Brother, Jangan Panggil Aku “Anak Bungsu”


Kita sering merasa kesal jika dipanggil dengan ungkapan-ungkapan yang tidak kita sukai, meskipun bermakna positif bagi kita, tapi kita pasti berharap teman-teman kita memanggil dengan ucapan yang pernah kita sarankan atau saat berkenalan kita menyuruh teman-teman kita memanggil dengan nama panggilan sehari hari. apa jadinya jika teman-teman kita tidak mengindahkan saran kita tersebut, kita dipanggil dengan nada lelucon, ejekan, bahkan ejekan.

Namun berbeda dengan saya, saya tidak suka dipanggil dengan panggilan lain, meskipun bermakna positif, misalnya dalam keluarga saya dipanggil dengan ucapan Anak Bungsu. Saudara-saudara saya bilang, enak jika dipanggil anak bungsu, tapi kenapa saya tidak mau dipanggil anak bungsu. Saya sebagai seseorang mahasiswa sosiologi hanyalah menjawab kepada kakak-kakak saya jika saya dengan mereka berbeda pemaknaan mengenai ucapan “Anak Bungsu” mungkin mereka memaknai sebagai kegembiraan, dimanjakan, dibela, dan senantiasa dilindungi.

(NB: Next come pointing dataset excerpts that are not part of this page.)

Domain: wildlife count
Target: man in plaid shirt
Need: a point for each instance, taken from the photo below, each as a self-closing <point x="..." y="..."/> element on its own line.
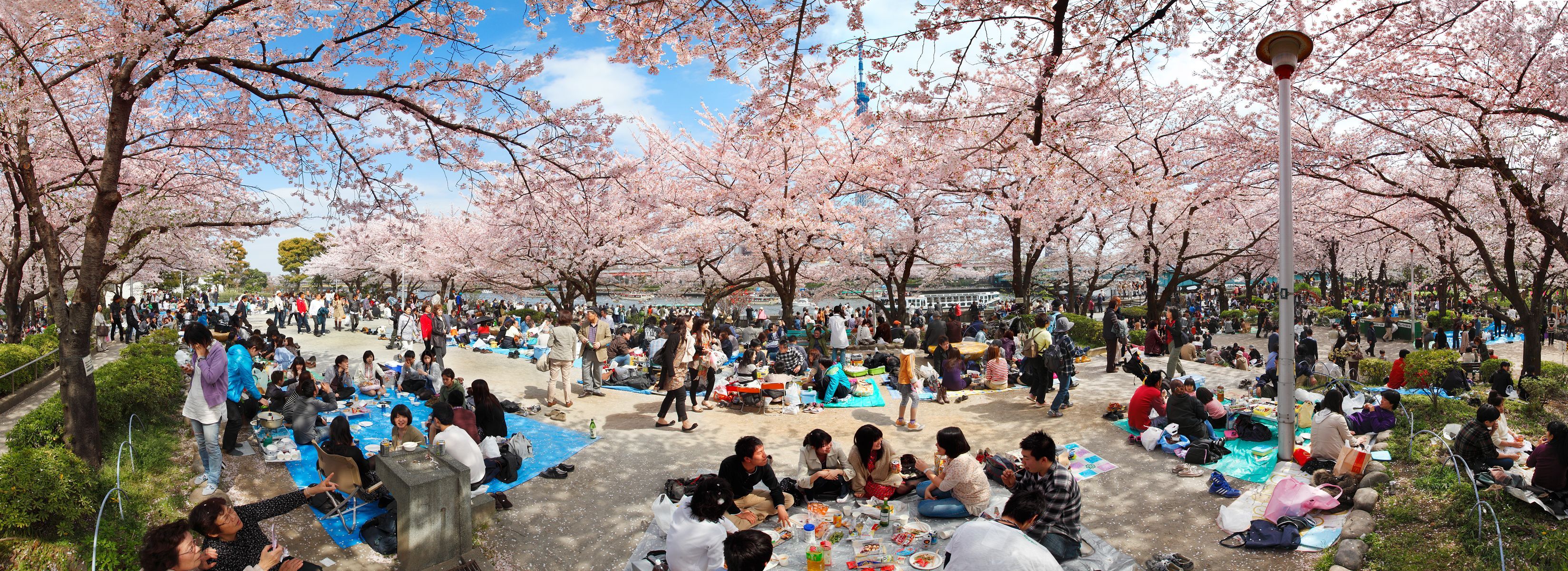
<point x="1057" y="528"/>
<point x="791" y="360"/>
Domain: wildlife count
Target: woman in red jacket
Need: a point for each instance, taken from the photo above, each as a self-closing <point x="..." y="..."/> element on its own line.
<point x="1145" y="399"/>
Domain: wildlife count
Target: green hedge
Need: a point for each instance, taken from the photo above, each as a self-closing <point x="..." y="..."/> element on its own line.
<point x="137" y="385"/>
<point x="1429" y="366"/>
<point x="11" y="357"/>
<point x="1374" y="371"/>
<point x="46" y="490"/>
<point x="41" y="427"/>
<point x="1490" y="366"/>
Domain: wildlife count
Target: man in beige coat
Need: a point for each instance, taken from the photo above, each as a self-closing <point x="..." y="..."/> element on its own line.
<point x="595" y="336"/>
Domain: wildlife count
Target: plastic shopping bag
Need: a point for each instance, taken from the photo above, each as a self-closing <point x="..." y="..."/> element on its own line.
<point x="1151" y="438"/>
<point x="1293" y="498"/>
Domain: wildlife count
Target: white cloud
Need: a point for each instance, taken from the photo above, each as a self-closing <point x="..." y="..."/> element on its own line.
<point x="589" y="74"/>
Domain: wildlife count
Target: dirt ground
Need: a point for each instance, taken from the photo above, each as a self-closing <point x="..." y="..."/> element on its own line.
<point x="595" y="518"/>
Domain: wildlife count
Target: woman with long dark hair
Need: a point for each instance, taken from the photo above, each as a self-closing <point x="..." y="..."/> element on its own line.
<point x="701" y="368"/>
<point x="673" y="361"/>
<point x="876" y="460"/>
<point x="487" y="410"/>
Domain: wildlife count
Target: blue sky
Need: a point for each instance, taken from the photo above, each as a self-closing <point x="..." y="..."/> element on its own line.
<point x="579" y="71"/>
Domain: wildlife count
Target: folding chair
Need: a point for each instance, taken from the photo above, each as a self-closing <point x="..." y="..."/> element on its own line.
<point x="345" y="474"/>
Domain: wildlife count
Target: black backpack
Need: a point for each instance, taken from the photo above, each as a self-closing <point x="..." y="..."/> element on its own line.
<point x="1252" y="430"/>
<point x="1265" y="534"/>
<point x="380" y="534"/>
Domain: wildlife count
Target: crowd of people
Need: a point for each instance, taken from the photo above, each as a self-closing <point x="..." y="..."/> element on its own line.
<point x="1037" y="529"/>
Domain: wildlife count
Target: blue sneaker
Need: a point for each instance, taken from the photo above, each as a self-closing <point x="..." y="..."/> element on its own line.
<point x="1220" y="487"/>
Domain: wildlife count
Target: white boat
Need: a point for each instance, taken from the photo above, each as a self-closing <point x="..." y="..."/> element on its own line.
<point x="943" y="302"/>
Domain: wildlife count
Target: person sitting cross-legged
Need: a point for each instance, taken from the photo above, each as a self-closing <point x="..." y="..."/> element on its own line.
<point x="234" y="534"/>
<point x="1057" y="524"/>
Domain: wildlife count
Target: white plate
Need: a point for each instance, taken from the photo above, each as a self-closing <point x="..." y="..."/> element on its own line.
<point x="936" y="561"/>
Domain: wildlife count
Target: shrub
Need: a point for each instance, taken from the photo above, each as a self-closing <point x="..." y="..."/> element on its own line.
<point x="137" y="385"/>
<point x="1490" y="366"/>
<point x="1429" y="366"/>
<point x="11" y="357"/>
<point x="46" y="490"/>
<point x="148" y="349"/>
<point x="41" y="427"/>
<point x="1374" y="371"/>
<point x="1086" y="330"/>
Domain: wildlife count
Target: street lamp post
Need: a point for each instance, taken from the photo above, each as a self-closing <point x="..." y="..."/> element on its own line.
<point x="1283" y="51"/>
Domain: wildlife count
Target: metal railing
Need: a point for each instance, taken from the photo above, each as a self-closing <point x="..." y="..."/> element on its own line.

Sedangkan saya?? Saya benci dipanggil “Anak Bungsu” bukan karena saya tidak menerima takdir sebagai anak bungsu, namun ungkapan “Anak Bungsu” saya maknai sebagai cengeng, anak-anak, manja, kecil, dan selalu tidak diperhitungkan dalam pengambilan keputusan dalam keluarga.
Panggil saya dengan kalimat “Yaser atau Arafat”.